Though the novella delivers a serious critique of philosophical optimism, its mood is comedic and irreverent, poking fun at various different nations and social classes through its absurd characters and scenarios. Voltaire’s willingness to make fun of every aspect of seventeenth century society is demonstrated in a scene in which Professor Pangloss provides a genealogy of the syphilis that he has contracted through sex with the chambermaid Paquette:
“Oh, my dear Candide, you remember Paquette [...] she was infected with them, she is perhaps dead of them. This present Paquette received of a learned Grey Friar, who had traced it to its source; he had had it of an old countess, who had received it from a cavalry captain, who owed it to a marchioness, who took it from a page, who had received it from a Jesuit, who when a novice had it in a direct line from one of the companions of Christopher Columbus. For my part I shall give it to nobody, I am dying.”
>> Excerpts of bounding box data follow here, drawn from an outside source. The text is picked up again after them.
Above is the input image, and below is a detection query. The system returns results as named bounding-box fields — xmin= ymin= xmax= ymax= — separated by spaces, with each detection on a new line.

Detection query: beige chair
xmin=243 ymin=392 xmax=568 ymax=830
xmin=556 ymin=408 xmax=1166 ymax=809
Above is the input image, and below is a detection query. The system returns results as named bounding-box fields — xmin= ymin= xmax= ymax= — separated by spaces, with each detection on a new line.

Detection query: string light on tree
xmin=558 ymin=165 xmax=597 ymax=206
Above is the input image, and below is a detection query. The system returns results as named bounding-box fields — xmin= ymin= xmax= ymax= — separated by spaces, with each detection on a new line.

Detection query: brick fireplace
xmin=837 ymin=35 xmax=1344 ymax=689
In this passage, Voltaire traces the syphilis that has infected Pangloss, from Paquette, to a “learned Grey Friar,” an elderly noblewoman, an army captain, the wife of a nobleman, a young male servant, a Jesuit, a novice monk, and a man who traveled to the New World with Christopher Columbus. Voltaire, then, pays little respect to social distinction or religion here in his pursuit of an extended off-color joke. All of these figures, drawn from different strata of society, have passed on this sexually transmitted disease through extramarital sexual activity, including same-sex activity. Even figures such as the Jesuit and the novice monk, who have been sworn to celibacy, have violated their vows and further spread the illness. Nobody, then, escapes Voltaire’s satire.